Durante más de un cuarto de siglo, Estados Unidos y China estuvieron fusionados en una empresa conjunta excepcionalmente monumental.
Los estadounidenses compraron cantidades impresionantes de productos fabriles de bajo precio exportados desde China. Las grandes marcas explotaron a China como el máximo medio para reducir costos, fabricando productos allí, donde los salarios eran bajos y los sindicatos estaban prohibidos.
Mientras tanto, los empleos en fábricas sacaron de la pobreza a cientos de millones de chinos. Los líderes de China utilizaron los ingresos de la racha exportadora para comprar millones de millones de dólares en bonos del Gobierno estadounidense, manteniendo bajos los costos de endeudamiento de Estados Unidos y permitiendo que continuara su bonanza de gasto.
Los dos países estaban unidos de manera tan importante que el historiador económico Niall Ferguson acuñó un término: Chimerica, para reflejar su “relación económica simbiótica”.
Hoy nadie usa palabras como simbiótica. En Washington, dos partidos políticos que no están de acuerdo en casi nada están unidos en sus retratos de China como un rival geopolítico y una amenaza a la seguridad de la clase media. En Beijing, los líderes acusan a Estados Unidos de conspirar para negar a China el lugar que le corresponde como superpotencia. A medida que cada país busca disminuir su dependencia del otro, las empresas de todo el mundo se están adaptando.
Chimerica ha caído en una guerra comercial, en la que ambas partes han extendido aranceles elevados y restricciones a exportaciones críticas —desde tecnología avanzada hasta minerales utilizados para fabricar vehículos eléctricos.
Las empresas estadounidenses están trasladando la producción de fábrica a lugares menos políticamente riesgosos. Las empresas chinas se centran en el comercio con aliados y vecinos, mientras buscan proveedores nacionales para tecnología que tienen prohibido comprar a empresas estadounidenses.
“Esencialmente, estos dos países se casaron sin conocer la religión del otro”, dijo Yasheng Huang, economista del Instituto Tecnológico de Massachusetts (MIT).
Pero el divorcio no es práctico para las dos economías más grandes del mundo.
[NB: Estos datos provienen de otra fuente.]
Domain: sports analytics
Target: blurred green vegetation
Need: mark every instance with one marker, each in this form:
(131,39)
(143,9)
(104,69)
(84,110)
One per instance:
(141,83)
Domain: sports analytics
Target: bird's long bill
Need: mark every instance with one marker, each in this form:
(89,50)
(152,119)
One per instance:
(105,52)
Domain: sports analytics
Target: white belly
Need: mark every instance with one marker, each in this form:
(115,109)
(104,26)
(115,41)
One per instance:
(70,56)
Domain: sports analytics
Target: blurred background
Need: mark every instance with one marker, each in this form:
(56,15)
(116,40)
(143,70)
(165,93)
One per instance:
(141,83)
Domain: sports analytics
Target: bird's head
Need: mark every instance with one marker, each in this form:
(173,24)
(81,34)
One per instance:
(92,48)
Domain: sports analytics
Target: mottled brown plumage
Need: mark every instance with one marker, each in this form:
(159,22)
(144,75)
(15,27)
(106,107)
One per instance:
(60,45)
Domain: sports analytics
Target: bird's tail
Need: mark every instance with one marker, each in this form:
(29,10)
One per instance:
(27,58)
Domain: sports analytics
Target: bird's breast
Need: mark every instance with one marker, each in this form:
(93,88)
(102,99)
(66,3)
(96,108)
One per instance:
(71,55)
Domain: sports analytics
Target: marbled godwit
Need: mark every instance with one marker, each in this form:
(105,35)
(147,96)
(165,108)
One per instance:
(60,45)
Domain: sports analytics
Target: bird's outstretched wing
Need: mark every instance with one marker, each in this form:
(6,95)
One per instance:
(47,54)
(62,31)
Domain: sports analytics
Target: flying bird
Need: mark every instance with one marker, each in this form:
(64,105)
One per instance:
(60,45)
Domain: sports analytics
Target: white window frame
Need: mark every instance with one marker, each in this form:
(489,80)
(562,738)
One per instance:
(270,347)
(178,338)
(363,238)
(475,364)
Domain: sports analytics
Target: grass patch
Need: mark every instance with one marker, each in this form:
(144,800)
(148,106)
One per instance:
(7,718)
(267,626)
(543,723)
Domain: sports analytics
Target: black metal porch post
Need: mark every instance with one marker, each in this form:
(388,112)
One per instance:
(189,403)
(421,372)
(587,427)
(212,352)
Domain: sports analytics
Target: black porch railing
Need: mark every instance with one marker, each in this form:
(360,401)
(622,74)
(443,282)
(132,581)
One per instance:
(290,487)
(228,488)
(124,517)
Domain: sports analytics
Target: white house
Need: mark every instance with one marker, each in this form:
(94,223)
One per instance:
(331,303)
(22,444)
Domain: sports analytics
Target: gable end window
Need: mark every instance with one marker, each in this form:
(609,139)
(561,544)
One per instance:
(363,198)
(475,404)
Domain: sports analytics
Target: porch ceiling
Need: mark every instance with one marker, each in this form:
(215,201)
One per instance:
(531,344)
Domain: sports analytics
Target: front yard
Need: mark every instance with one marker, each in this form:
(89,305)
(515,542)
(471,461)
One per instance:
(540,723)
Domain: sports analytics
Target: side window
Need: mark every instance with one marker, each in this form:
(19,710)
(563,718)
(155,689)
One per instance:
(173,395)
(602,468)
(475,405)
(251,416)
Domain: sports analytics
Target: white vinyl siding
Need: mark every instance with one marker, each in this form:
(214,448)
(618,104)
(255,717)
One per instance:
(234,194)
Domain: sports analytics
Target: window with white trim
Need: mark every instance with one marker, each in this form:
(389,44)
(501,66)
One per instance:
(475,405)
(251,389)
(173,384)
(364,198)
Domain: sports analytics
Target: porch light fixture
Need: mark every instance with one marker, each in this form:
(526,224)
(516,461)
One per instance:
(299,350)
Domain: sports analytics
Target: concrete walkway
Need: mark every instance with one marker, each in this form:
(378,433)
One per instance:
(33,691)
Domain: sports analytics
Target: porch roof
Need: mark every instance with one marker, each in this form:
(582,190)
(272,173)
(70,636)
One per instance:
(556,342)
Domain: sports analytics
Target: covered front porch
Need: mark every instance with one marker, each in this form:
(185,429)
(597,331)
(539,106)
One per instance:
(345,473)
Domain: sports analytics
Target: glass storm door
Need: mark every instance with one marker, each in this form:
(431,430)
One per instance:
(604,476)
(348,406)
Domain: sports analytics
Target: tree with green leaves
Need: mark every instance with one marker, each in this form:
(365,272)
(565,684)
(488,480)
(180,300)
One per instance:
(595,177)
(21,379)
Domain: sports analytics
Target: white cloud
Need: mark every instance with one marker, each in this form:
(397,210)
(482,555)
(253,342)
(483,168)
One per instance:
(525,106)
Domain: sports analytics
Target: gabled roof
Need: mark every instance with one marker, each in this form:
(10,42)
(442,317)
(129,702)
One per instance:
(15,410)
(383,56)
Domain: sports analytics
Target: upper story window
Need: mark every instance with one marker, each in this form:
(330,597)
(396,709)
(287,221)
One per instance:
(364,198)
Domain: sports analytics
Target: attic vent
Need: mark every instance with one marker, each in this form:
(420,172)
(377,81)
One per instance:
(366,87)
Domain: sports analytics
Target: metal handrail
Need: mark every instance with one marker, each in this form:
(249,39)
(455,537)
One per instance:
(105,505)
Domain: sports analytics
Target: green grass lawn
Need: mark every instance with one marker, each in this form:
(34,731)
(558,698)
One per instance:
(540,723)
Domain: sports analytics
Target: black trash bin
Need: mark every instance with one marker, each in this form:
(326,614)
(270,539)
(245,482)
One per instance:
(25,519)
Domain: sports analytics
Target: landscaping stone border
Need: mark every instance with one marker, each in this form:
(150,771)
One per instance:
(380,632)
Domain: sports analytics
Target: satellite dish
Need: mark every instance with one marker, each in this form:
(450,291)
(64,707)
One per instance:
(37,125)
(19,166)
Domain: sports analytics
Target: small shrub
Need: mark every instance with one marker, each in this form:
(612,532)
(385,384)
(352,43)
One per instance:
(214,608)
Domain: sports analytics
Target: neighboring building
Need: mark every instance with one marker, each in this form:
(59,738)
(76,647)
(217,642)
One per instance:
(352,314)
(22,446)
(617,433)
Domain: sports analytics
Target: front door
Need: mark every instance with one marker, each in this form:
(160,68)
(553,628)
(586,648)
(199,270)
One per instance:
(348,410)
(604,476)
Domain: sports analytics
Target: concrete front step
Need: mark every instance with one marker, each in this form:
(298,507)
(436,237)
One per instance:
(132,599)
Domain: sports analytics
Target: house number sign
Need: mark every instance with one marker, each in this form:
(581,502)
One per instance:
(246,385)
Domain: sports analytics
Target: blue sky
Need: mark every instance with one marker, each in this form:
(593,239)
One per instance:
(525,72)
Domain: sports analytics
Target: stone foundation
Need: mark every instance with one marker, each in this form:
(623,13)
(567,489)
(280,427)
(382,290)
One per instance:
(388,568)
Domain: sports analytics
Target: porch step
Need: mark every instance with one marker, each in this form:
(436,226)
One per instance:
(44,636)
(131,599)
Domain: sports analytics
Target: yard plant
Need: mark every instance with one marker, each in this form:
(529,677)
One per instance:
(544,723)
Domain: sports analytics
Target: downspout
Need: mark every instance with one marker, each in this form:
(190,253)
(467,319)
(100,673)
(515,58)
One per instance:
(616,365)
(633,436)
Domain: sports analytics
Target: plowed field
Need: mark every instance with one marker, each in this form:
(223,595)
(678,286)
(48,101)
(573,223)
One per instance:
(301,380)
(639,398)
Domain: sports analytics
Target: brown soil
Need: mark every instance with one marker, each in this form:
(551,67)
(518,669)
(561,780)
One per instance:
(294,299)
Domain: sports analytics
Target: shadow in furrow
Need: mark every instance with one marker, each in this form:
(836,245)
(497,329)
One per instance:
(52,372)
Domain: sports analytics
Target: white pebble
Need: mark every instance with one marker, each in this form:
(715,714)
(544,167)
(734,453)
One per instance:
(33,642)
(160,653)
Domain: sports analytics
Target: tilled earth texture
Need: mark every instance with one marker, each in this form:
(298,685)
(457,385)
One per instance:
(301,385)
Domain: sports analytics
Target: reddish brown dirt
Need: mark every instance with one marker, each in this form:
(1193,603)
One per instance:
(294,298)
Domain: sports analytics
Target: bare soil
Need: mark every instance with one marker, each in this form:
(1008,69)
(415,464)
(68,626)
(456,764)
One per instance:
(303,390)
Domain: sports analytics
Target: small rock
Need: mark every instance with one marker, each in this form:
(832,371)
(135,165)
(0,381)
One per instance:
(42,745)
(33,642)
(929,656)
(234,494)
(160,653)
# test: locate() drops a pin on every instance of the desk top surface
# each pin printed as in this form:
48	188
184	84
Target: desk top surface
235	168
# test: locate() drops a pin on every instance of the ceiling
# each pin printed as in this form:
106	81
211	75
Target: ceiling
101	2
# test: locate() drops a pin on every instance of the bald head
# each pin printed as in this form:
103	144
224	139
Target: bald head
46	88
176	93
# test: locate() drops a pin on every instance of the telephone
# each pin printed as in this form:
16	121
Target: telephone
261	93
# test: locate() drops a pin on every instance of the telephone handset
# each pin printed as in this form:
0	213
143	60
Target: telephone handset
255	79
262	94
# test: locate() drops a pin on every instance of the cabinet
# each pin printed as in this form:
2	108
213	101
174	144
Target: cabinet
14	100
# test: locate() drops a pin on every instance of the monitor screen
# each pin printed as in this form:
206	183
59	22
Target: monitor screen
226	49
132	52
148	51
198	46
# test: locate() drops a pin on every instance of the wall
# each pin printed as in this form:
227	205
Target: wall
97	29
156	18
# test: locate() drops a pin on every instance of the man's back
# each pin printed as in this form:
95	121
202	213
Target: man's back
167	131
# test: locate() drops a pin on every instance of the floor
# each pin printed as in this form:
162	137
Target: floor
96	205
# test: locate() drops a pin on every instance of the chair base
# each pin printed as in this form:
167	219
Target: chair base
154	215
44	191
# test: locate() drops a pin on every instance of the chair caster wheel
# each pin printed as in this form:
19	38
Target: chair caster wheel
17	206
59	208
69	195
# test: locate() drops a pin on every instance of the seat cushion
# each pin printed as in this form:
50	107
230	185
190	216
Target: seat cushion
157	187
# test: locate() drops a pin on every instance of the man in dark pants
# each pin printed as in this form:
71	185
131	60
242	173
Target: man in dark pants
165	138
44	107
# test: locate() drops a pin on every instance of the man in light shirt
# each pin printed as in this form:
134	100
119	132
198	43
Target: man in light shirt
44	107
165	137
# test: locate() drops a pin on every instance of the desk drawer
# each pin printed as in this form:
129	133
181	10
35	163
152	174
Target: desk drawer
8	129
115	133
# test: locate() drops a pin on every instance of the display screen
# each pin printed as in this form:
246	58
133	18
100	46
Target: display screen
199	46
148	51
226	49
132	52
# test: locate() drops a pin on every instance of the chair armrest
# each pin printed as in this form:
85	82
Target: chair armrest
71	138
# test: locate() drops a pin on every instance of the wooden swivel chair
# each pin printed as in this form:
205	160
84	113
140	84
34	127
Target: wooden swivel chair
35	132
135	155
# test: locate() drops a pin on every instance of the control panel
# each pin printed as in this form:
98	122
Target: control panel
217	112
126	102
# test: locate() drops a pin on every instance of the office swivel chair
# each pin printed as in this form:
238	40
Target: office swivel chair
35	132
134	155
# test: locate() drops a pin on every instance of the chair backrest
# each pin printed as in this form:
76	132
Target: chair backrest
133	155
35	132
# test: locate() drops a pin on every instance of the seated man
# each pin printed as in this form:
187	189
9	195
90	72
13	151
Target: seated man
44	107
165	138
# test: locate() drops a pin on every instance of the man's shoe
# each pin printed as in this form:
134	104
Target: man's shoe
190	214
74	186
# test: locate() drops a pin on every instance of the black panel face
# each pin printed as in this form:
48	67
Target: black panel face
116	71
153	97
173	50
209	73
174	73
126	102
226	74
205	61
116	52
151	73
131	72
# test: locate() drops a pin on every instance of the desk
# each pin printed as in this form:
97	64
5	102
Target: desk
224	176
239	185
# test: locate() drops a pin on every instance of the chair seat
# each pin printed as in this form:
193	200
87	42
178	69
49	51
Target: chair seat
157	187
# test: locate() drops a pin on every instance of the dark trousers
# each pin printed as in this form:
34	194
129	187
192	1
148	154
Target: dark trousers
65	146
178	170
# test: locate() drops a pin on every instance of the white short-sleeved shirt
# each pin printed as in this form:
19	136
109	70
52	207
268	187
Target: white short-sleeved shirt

La manufactura china ha evolucionado a industrias avanzadas, incluyendo las fundamentales para luchar contra el cambio climático. Estados Unidos sigue siendo el mercado de consumo por excelencia. Incluso cuando las tensiones geopolíticas corroen sus vínculos, estos dos países todavía dependen el uno del otro.
Apple fabrica la mayoría de sus iPhones en China, aún cuando ha estado trasladando parte de la producción a India. Una marca china, CATL, es el mayor fabricante de baterías para automóviles eléctricos del mundo, y las empresas chinas dominan la refinación de minerales críticos como el níquel utilizado en esos productos. Las empresas chinas representan más de tres cuartas partes de la cadena de suministro global de es solares.
China también es una fuente líder de ventas para las principales marcas mundiales en muchas industrias. Los fabricantes de chips como Intel, Micron y Qualcomm obtienen alrededor de dos tercios de sus ingresos de ventas y acuerdos de licencia en China.
En lugar de depender de China, las empresas que venden a Norteamérica están instalando fábricas en México y Centroamérica.
La participación de las importaciones estadounidenses de China ha caído 5 por ciento desde el 2017. Pero los bienes importados de otros países son más caros —10 por ciento más desde Vietnam y 3 por ciento más desde México, arroja una investigación de Laura Alfaro, de la Universidad de Harvard, y Davin Chor, del Dartmouth College de New Hampshire.
Además, muchos productos industriales fabricados en países como Vietnam contienen piezas y materiales producidos en China.
“Aún dependes de China, sólo que toma más pasos”, dijo Brad Setser, economista del Consejo de Relaciones Exteriores. “Hay más lugares donde las cosas podrían salir mal”.